Katell Quillévéré «L’histoire est souvent racontée par les vainqueurs»

Katell, Catherine en breton, un prénom qui hume les embruns de sa dernière fiction, inspirée de l’histoire de sa grand-mère et qui ne laisse rien présager de la bio de cette cinéaste et scénariste française née à Abidjan. La filmographie de Katell Quillévéré habite le cinéma français audacieusement et passionnément. Son premier long métrage, Un poison violent obtient en 2010 le Prix Jean Vigo. Des folies De Suzanne à Réparer les vivants où elle s’empare du sujet de la greffe d’organe de manière frontale, moderne et toujours follement poétique. Son dernier long métrage lui a demandé trois ans d’écriture interrompus par la co-réalisation d’une série avec Hélier Cisterne Le Monde de demain sur NTM et les débuts du hip hop. Un saut dans le temps, entre les styles et les genres. Le temps d’aimer relate une histoire d’amour post seconde guerre mondiale sur vingt ans, un mélodrame intense incarné par les âmes généreuses d’Anaïs Demoustier et Vincent Lacoste. Katell Quillévéré nous surprend une fois de plus en abordant un sujet inédit. Elle décrit le parcours tortueux d’une jeune femme ayant eu une aventure avec un soldat allemand durant la seconde Guerre Mondiale et met en scène les images bouleversantes des femmes tondues qui portaient ainsi la honte de leur relation, quelle qu’en soit la nature.

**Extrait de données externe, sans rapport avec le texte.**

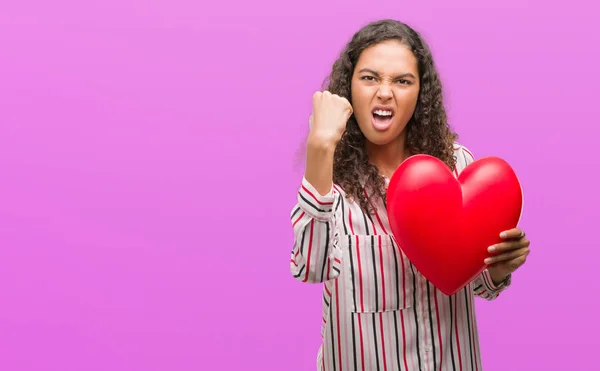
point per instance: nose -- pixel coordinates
(384, 92)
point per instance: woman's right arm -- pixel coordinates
(316, 256)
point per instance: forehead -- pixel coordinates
(388, 57)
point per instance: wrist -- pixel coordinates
(497, 279)
(321, 143)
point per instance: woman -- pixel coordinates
(383, 104)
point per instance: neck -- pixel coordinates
(387, 158)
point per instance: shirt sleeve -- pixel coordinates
(483, 285)
(316, 255)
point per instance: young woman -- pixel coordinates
(383, 104)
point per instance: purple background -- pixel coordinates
(147, 172)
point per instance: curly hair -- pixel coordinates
(427, 132)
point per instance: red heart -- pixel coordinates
(443, 224)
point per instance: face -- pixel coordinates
(385, 88)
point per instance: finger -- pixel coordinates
(512, 234)
(524, 251)
(508, 246)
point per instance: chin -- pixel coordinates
(380, 138)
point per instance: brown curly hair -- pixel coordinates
(427, 132)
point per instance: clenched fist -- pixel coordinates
(330, 115)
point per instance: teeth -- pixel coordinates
(383, 113)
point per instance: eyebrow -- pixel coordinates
(397, 77)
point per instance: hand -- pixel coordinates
(330, 115)
(508, 256)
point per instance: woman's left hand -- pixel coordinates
(508, 255)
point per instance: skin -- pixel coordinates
(386, 74)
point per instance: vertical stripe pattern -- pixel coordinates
(379, 312)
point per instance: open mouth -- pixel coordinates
(382, 118)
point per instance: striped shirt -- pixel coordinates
(379, 312)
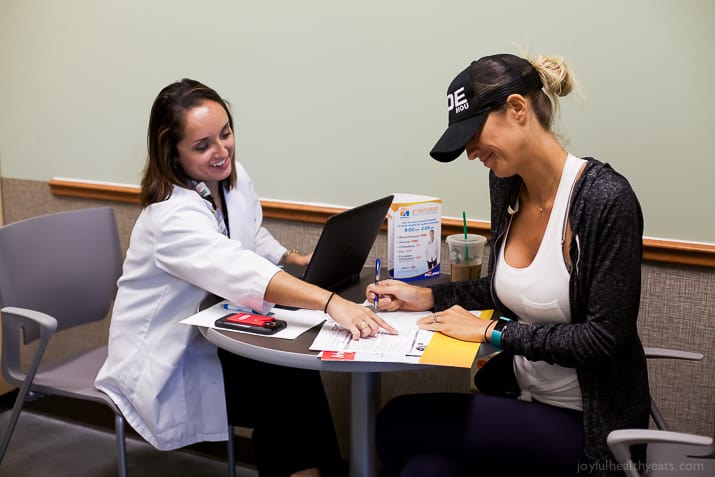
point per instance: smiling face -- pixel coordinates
(501, 142)
(207, 146)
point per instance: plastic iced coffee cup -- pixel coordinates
(465, 256)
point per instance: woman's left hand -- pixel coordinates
(457, 323)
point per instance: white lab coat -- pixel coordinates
(163, 375)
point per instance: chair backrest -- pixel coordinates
(64, 264)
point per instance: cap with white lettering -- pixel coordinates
(484, 85)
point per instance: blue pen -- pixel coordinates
(377, 280)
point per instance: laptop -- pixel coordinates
(343, 246)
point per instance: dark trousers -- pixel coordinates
(288, 411)
(466, 435)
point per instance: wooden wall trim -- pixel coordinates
(654, 250)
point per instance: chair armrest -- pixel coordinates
(13, 319)
(672, 353)
(45, 321)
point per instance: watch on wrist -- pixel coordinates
(285, 255)
(499, 328)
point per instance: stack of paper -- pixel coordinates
(411, 345)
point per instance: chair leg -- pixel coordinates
(657, 416)
(231, 455)
(14, 416)
(121, 444)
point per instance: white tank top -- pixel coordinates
(540, 292)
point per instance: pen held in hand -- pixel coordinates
(377, 280)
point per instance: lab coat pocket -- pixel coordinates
(160, 395)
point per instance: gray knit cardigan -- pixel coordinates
(601, 342)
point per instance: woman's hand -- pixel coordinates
(360, 320)
(398, 295)
(296, 258)
(457, 323)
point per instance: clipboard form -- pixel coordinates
(411, 345)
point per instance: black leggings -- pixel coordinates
(450, 435)
(288, 411)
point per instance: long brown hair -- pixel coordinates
(166, 129)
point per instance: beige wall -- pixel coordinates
(357, 90)
(677, 311)
(4, 386)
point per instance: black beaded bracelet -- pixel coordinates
(325, 309)
(486, 330)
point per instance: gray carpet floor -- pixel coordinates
(49, 445)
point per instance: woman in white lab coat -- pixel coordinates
(200, 231)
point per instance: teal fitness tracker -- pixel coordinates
(499, 328)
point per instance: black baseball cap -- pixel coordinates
(484, 85)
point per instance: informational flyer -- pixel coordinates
(414, 231)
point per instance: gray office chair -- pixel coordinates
(668, 453)
(59, 271)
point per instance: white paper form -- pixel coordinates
(298, 321)
(407, 346)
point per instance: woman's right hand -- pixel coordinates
(398, 295)
(359, 320)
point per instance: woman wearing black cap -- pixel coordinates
(564, 280)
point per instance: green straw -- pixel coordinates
(466, 248)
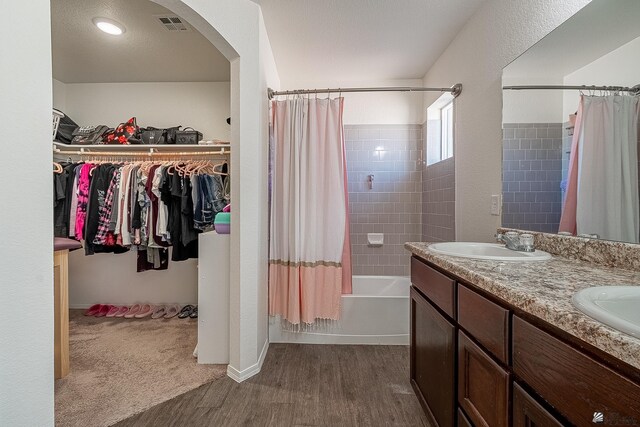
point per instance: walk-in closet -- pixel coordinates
(142, 200)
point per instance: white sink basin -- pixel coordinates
(489, 251)
(616, 306)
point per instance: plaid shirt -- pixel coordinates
(105, 211)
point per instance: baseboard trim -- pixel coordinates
(245, 374)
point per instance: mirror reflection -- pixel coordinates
(570, 152)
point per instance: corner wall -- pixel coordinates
(499, 32)
(26, 266)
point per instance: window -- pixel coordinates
(440, 129)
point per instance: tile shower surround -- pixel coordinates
(438, 202)
(393, 154)
(531, 175)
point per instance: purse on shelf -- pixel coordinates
(151, 135)
(88, 135)
(170, 134)
(188, 136)
(124, 134)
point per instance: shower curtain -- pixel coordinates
(309, 251)
(602, 188)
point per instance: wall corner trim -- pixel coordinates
(245, 374)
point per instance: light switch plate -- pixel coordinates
(496, 204)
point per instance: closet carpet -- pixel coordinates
(120, 367)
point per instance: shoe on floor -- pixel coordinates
(133, 310)
(112, 311)
(93, 310)
(103, 310)
(159, 312)
(186, 311)
(194, 313)
(172, 311)
(145, 310)
(121, 311)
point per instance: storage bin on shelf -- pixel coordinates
(222, 223)
(57, 115)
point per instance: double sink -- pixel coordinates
(615, 306)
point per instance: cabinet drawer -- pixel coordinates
(433, 360)
(573, 383)
(527, 412)
(463, 421)
(483, 386)
(436, 286)
(486, 321)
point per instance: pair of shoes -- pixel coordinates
(190, 311)
(139, 311)
(166, 311)
(99, 310)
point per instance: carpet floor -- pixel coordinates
(120, 367)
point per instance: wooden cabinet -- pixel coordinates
(572, 382)
(527, 412)
(468, 349)
(433, 360)
(483, 385)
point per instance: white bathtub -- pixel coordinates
(376, 313)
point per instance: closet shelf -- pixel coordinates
(141, 150)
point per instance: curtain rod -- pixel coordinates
(455, 90)
(634, 90)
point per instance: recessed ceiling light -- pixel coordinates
(109, 26)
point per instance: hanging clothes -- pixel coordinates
(146, 206)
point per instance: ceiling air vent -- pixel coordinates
(172, 23)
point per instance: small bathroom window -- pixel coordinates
(440, 129)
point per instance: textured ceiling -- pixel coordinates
(598, 28)
(361, 40)
(146, 52)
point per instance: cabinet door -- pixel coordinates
(529, 413)
(433, 360)
(483, 386)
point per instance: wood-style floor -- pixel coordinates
(302, 385)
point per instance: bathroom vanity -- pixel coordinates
(500, 344)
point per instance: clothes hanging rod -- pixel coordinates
(455, 90)
(634, 90)
(150, 153)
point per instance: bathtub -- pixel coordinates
(376, 313)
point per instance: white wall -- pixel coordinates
(59, 95)
(203, 106)
(26, 257)
(499, 32)
(620, 67)
(269, 79)
(112, 279)
(532, 106)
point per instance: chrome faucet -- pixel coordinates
(516, 242)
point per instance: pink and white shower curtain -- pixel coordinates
(309, 250)
(602, 185)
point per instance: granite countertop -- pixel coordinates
(544, 289)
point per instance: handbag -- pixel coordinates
(88, 135)
(170, 134)
(66, 128)
(151, 135)
(125, 133)
(187, 136)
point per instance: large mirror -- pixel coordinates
(570, 157)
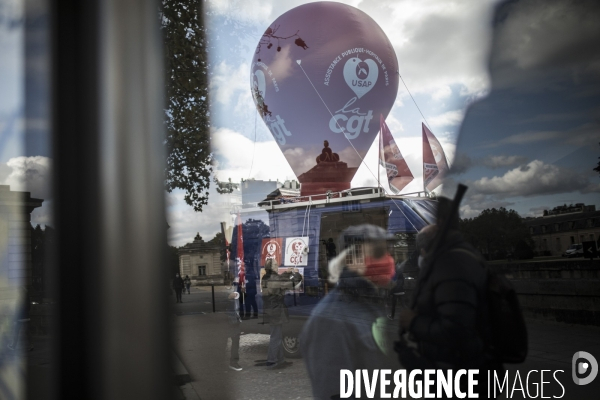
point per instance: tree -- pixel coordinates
(187, 116)
(498, 233)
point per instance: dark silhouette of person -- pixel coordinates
(330, 249)
(274, 287)
(178, 287)
(187, 281)
(348, 329)
(327, 155)
(251, 296)
(448, 319)
(241, 289)
(235, 322)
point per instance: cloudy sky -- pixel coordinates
(525, 120)
(442, 50)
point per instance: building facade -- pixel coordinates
(201, 260)
(559, 228)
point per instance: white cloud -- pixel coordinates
(449, 118)
(227, 81)
(543, 33)
(241, 158)
(502, 161)
(442, 93)
(535, 178)
(30, 174)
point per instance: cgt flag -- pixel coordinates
(397, 170)
(435, 165)
(240, 254)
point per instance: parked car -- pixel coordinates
(576, 250)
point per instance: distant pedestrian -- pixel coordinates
(274, 287)
(241, 290)
(348, 329)
(235, 322)
(251, 296)
(330, 249)
(187, 283)
(178, 287)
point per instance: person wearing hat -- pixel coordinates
(349, 328)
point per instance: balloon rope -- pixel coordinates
(336, 122)
(362, 159)
(413, 99)
(254, 148)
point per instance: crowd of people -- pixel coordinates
(445, 327)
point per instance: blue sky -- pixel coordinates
(528, 141)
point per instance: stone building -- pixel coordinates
(15, 235)
(201, 260)
(559, 228)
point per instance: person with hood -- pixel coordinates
(447, 326)
(274, 287)
(235, 322)
(250, 300)
(349, 328)
(178, 287)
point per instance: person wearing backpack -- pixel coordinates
(448, 325)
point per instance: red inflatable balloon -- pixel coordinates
(322, 75)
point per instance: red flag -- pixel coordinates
(435, 165)
(240, 254)
(397, 170)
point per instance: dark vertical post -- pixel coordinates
(113, 338)
(212, 287)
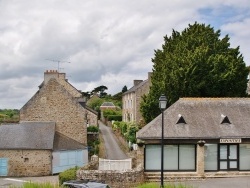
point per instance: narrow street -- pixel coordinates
(113, 150)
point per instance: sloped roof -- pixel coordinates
(203, 119)
(108, 104)
(134, 88)
(27, 135)
(62, 142)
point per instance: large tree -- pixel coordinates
(196, 62)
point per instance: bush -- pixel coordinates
(167, 185)
(67, 175)
(36, 185)
(92, 128)
(114, 117)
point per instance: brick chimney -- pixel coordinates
(136, 82)
(48, 74)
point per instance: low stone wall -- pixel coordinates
(115, 179)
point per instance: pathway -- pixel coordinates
(113, 150)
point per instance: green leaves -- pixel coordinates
(196, 62)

Stéphanie Lannoy : D’où vient l’idée du film ?
Katell Quillévéré: Le personnage de Madeleine s’inspire de l’histoire de ma grand-mère dont j’étais très proche durant toute ma jeunesse. J’ai toujours su qu’elle avait un secret sans pour autant avoir vraiment le droit de le connaître. Ça a pris beaucoup de temps à la famille pour affronter cette histoire que l’on a découverte tard, elle avait déjà quatre-vingt ans. Pendant l’occupation alors qu’elle avait dix-sept ans, elle a eu une histoire avec un soldat allemand. Elle est tombée très rapidement enceinte et sa vie a complètement basculé. Elle venait d’un milieu modeste et quatre ou cinq ans plus tard comme dans le film, elle a rencontré mon grand-père qui était d’un milieu plus aisé. Ce jeune homme qui est mon grand-père, l’a très vite épousée contre l’avis de sa famille. Ils se sont mariés seuls à la mairie. Il a reconnu cet enfant, l’a adopté et ils sont restés en couple toute leur vie. Ils ont toute leur vie caché cette histoire. Le point de départ est très personnel, ensuite il y a tout un travail d’écriture de fiction avec Gilles Taurand mon co-scénariste qui est vraiment parti de cet imaginaire du couple.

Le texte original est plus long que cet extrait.